14 janvier 2006

Baby Doll (1956) de Elia Kazan

Baby Doll Elle :
Elian Kazan nous montre une nouvelle fois son talent pour filmer les confrontations pleines de violence et d’ambiguïté. Baby Doll interprétée par Caroll Baker est la jeune femme enfant paumée qui s’ennuie et se livre aux regards des hommes. Le mari qui fait des mauvais coups pour subsister et le possible amant tout aussi machiavélique s’affrontent sous la candeur de cette jeune fille qui n’est pas encore devenue femme. Elia Kazan oppose le noir et le blanc, joue avec les gros plans de visages, les symboles sexuels pour mieux créer le trouble. Un cinéma original et sulfureux pour l’époque.
Note : 4 étoiles

Lui :
Beaucoup de force dans cette adaptation de la pièce de Tennessee Williams, un trio d’acteurs qui semblent toujours à la limite, à la limite de trop charger leur personnage. Elia Kazan filme avec beaucoup de crudité, dans les décors, dans ses cadrages, afin que passe toute la force de cette histoire. Avec le temps, le côté « sulfureux » du film s’est en grande partie estompé ce qui nous laisse avec la possibilité de regarder le film tel qu’il est.
Note : 4 étoiles

Acteurs: Karl Malden, Carroll Baker, Eli Wallach
Voir la fiche du film et la filmographie de Elia Kazan sur le site IMDB.

Voir les autres films de Elia Kazan chroniqués sur ce blog…

3 commentaires sur « Baby Doll (1956) de Elia Kazan »

  1. Ce film est absolument génial et c’est surtout l’interprétation d’Eli Wallach qui m’a marquée. Cet actor est sublime et très sensuel dans ce film.

  2. C’est sans doute parce que je suis amoureuse d’un homme qui est le portrait robot d’Elie Wallach que j’aime tant ce film.

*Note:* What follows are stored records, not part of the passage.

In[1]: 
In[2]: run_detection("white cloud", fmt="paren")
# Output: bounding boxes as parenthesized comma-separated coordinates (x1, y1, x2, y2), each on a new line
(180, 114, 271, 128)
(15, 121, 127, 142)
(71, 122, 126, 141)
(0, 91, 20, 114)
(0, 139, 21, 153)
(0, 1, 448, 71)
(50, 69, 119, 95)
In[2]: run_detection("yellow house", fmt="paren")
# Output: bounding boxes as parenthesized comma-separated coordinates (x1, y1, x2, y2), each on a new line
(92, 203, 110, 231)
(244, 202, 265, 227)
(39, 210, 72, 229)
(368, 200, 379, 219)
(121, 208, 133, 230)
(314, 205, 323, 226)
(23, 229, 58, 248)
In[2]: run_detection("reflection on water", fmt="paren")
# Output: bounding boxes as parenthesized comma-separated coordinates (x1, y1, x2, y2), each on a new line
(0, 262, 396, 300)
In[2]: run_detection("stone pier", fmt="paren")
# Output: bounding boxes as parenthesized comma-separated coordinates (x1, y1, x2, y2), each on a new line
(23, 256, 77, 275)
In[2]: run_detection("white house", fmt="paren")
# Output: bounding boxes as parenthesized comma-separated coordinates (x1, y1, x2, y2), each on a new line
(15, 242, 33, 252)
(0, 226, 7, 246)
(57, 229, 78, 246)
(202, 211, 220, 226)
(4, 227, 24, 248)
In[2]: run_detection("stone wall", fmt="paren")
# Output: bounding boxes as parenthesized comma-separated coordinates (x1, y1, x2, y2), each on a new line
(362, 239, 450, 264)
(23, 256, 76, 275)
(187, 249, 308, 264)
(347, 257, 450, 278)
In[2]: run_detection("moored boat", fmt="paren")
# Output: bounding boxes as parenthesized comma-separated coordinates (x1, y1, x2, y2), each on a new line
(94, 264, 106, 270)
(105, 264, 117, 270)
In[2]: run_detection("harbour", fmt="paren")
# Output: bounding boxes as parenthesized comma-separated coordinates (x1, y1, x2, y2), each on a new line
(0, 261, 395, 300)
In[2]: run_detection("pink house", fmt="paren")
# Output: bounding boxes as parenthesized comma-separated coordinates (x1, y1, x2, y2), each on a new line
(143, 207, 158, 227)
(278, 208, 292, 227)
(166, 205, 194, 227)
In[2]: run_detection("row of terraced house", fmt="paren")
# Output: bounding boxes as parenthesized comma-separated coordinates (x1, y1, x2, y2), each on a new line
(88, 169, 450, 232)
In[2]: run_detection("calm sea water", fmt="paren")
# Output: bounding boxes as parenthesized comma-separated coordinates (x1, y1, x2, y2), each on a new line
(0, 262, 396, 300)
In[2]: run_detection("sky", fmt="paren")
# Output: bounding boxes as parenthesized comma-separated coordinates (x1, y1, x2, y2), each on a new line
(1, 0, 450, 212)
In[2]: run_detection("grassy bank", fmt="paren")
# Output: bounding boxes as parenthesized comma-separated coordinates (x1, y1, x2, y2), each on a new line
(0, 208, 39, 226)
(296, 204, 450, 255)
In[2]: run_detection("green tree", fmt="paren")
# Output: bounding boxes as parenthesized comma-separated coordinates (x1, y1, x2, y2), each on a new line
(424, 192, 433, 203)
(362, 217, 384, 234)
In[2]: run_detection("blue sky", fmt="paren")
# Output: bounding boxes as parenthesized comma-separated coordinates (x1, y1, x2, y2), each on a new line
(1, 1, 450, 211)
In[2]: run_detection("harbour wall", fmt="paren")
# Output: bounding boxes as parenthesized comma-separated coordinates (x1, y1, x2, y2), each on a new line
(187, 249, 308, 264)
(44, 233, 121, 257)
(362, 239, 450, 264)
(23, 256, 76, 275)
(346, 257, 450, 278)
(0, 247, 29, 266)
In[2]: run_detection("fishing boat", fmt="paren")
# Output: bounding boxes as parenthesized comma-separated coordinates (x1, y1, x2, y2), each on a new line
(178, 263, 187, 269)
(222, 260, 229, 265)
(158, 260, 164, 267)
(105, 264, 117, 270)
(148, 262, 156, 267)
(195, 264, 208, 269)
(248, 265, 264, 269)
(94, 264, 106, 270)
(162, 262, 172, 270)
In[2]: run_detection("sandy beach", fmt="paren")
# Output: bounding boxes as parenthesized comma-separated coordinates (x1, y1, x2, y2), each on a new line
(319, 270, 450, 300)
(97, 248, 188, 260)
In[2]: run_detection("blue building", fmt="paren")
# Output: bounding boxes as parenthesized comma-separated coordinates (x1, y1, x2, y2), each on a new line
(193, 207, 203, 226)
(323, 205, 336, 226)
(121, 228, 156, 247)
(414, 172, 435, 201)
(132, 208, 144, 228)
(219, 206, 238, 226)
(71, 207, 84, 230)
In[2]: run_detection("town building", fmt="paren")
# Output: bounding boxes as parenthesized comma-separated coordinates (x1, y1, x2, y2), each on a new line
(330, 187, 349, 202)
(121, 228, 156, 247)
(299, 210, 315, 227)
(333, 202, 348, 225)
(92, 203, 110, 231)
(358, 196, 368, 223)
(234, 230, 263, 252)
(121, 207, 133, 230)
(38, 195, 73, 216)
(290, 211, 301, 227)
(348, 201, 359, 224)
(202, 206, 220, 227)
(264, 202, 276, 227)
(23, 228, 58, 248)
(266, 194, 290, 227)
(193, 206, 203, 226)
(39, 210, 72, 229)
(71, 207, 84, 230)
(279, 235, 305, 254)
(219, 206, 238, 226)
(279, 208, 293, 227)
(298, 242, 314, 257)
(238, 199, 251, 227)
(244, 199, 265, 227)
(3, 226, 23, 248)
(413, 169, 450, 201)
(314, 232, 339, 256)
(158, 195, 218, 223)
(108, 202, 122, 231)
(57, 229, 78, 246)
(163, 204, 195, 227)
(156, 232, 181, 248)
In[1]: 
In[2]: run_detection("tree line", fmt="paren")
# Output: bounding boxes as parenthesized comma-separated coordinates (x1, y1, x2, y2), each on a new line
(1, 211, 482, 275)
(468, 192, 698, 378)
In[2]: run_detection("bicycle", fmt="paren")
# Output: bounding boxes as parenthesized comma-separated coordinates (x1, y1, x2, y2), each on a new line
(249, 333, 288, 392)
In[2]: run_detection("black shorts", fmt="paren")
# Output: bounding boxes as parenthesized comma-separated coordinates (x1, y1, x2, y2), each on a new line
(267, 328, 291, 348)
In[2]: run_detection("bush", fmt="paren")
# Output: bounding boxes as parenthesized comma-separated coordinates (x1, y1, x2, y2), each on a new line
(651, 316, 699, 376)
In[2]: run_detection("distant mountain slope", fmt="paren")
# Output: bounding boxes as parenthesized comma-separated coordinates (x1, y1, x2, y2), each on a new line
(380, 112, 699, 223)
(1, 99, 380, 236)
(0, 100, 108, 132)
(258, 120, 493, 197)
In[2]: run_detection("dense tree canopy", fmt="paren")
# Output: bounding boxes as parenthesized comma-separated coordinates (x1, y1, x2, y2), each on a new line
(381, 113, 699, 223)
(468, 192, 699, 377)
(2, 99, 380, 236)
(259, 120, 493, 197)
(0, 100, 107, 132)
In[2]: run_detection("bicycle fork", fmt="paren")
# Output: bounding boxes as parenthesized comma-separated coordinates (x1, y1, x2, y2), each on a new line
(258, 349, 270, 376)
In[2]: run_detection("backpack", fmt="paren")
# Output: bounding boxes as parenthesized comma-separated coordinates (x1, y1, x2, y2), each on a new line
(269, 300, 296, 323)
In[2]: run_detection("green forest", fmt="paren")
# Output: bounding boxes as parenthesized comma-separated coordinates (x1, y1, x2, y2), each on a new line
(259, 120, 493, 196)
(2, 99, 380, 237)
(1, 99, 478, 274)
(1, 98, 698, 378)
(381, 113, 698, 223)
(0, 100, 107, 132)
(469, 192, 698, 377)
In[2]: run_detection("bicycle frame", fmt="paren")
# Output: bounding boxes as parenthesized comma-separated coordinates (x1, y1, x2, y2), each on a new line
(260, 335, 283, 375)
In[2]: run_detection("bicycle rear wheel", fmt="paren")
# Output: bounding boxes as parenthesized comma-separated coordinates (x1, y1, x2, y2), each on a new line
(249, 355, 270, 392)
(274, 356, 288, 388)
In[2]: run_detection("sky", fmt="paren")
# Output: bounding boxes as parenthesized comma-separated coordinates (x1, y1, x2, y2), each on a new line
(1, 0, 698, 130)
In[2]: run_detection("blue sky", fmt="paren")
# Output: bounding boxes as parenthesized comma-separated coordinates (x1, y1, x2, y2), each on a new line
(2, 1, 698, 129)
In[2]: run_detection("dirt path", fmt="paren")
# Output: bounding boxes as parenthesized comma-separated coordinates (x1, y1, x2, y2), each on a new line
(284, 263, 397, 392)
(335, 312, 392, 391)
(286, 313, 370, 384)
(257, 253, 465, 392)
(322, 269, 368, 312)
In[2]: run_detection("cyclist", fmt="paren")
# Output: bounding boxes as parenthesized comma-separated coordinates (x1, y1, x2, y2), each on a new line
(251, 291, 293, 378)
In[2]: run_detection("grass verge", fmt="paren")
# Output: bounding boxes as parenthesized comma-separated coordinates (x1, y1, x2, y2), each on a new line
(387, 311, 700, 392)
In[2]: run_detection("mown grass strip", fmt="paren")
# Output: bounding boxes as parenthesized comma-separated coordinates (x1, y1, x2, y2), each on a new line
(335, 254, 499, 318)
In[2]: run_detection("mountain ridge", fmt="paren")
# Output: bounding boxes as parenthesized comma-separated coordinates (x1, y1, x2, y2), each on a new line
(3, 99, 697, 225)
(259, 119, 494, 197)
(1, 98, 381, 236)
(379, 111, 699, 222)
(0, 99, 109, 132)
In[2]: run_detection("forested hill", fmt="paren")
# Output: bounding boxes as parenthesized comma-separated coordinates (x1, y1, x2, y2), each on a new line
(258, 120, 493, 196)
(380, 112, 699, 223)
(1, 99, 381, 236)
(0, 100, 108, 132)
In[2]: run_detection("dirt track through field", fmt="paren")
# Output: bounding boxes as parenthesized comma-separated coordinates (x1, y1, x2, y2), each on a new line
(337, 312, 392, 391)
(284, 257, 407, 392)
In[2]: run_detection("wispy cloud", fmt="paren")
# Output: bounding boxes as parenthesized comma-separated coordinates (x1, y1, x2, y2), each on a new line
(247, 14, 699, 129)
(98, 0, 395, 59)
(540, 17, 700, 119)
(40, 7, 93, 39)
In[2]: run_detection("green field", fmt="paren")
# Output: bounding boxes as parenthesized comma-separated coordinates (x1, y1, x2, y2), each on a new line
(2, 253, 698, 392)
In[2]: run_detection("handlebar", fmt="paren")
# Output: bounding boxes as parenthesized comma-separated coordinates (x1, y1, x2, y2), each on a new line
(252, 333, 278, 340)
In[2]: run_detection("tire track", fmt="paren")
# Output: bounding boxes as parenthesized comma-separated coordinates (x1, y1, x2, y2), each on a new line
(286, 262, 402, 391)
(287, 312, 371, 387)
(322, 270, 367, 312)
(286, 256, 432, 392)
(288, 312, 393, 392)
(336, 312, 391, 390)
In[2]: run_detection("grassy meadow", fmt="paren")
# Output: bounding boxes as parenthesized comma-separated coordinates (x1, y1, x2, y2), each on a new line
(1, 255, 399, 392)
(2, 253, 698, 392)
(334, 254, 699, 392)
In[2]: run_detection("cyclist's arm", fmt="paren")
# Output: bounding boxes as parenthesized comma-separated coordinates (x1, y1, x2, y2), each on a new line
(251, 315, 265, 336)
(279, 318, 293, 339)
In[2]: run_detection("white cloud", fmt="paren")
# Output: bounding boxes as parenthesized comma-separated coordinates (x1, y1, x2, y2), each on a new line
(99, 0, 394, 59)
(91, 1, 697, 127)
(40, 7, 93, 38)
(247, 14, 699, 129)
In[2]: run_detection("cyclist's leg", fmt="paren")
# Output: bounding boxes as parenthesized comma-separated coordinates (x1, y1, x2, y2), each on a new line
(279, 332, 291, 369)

J’aime aussi ElieWallach pour son interprétation remarquable dans ce film et surtout la sensualité avec lequel il l’interprète. Quel dommage que je ne l’ai pas connu en 1956, j’en serais certainement tombée amoureuse mais je n’étais pas née, alors.

  3. DANS LA MOITEUR DES CHAMPS DE COTON
    (pour faire écho aux deux commentaires d’Eli et Schroll)

    Ca se passe au coeur du Mississipi, là bas dans le Sud, et c’est écrit par Tennessee, dont on a tous quelque chose comme chantait Johnny sur musique et paroles de Michel Berger.
    Kazan, metteur en scène de théâtre à Broadway (essentiellement Tennessee Williams et Arthur Miller), puis cinéaste inspiré pour sa direction d’acteurs (remarquée dès son premier film « Le lys de Brooklyn »), se coltinent cette histoire assez simple mais passablement sulfureuse pour l’époque (1956). Ils ont l’un et l’autre la bonne quarantaine lorsqu’ils s’engagent dans cette aventure inspirée par trois pièces courtes de Tennessee datant des années quarante. C’est aussi la première fois que Kazan devient son propre producteur, à la main sur des scénarios de son choix, et obtient le final cut.
    L’image culte du film, reprise sur tous les supports, est celle de Baby doll (Caroll Baker, tout à fait à l’aise dans ce rôle délicat), à quelques jours de ses vingt ans (l’âge légal de la majorité aux USA) suçant son pouce recroquevillée dans son lit d’enfants à barreaux (bonjour la psychanalyse et merci l’Actor’s studio).
    Ses deux partenaires issus du même studio, Karl Malden et Eli Wallach (dont c’est la première prestation à l’écran) sont à la hauteur de ce triolisme jamais consommé.
    Je partage l’opinion de Lui sur le fait que le parfum de scandale (qui a valu au film d’être condamné par les ligues de vertu) est aujourd’hui éventé, et que les acteurs dans les longs gros plans séquences sur leurs visages semblent toujours à la limite du trop, mais c’est souvent la marque de Kazan autant que de Williams, autant que de la méthode Actor’s studio dont on est ici au coeur.
    La musique de Kenyon Hopkins, dont c’est la première partition, déverse dès le générique ses notes soul bienvenues.
    On laissera la phrase finale tchékhovienne dite par Baby doll planer au dessus de ce monde: « Nous n’avons plus qu’à attendre de savoir si on va se souvenir de nous ou bien nous oublier… »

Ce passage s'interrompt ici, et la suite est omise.